O
encarregado do posto de lubrificação, sozinho àquela hora,
estranhou os vultos que vinham a pé, na estrada. O sol nascia;
apenas alguns caminhões passavam, transbordando de legumes. Os três
homens caminhavam sem pressa, no leito da rodovia, indiferentes ao
risco. Motoristas jogavam-lhes palavrões, sem que eles se
importassem. Estavam vestidos de maneira inabitual, um de vermelho,
outro de verde, outro de roxo; as roupas se assemelhavam a túnicas,
dessas que o rapaz da lubrificação estava acostumado a apreciar em
filmes de Victor Mature e vira uma só vez na vida real, quando
passou por ali, rumo a São Paulo, o carro do embaixador da Índia, e
uma jovem morena descera para contemplar a paisagem.
Como
os estranhos parassem diante do posto, teve vontade de aproximar-se e
perguntar o que desejavam. Mas deteve-se. Eram três, ele estava
desarmado, não sabia que espécie de gente era aquela.
O
mais alto deles ficava ainda mais esguio olhando para o céu, como
quem indaga o tempo. Os outros miravam um ponto vago, esperando
decerto que ele comunicasse o resultado da inspeção. Não houve
palavras, entretanto. O homem comprido, de vermelho, baixou a cabeça
e fitou por sua vez os companheiros. Entendiam-se pelo olhar, era
evidente. Não careciam de palavras, ou temiam empregá-las.
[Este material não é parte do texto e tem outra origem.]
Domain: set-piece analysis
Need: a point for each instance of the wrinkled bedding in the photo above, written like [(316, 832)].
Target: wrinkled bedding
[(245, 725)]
Tratava-se, realmente, de indivíduos suspeitos.
Mas
a suspeição que irradiavam era de natureza especial. O rapaz do
posto — já é tempo de chamá-lo Marcos, pois assim fora batizado
e registrado — imaginara no primeiro instante que fossem ladrões.
Depois, pela excentricidade dos trajes, supusera-os simplesmente
loucos. Agora percebia neles a majestade, ao mesmo tempo gloriosa e
simples, de personagens de histórias da infância, no Nordeste,
quando Carlos Magno ia com ele morro abaixo, morro acima, e Rolando e
d. Pedro I enchiam o ar com o retintim de espadas românticas.
Não
sabendo como falar-lhes, nem recebendo deles qualquer pedido, Marcos
estendeu-lhes um copo d’água, que um bebeu devagar, embora o rosto
fosse sede pura. Os outros dois fizeram o mesmo, sucessivamente.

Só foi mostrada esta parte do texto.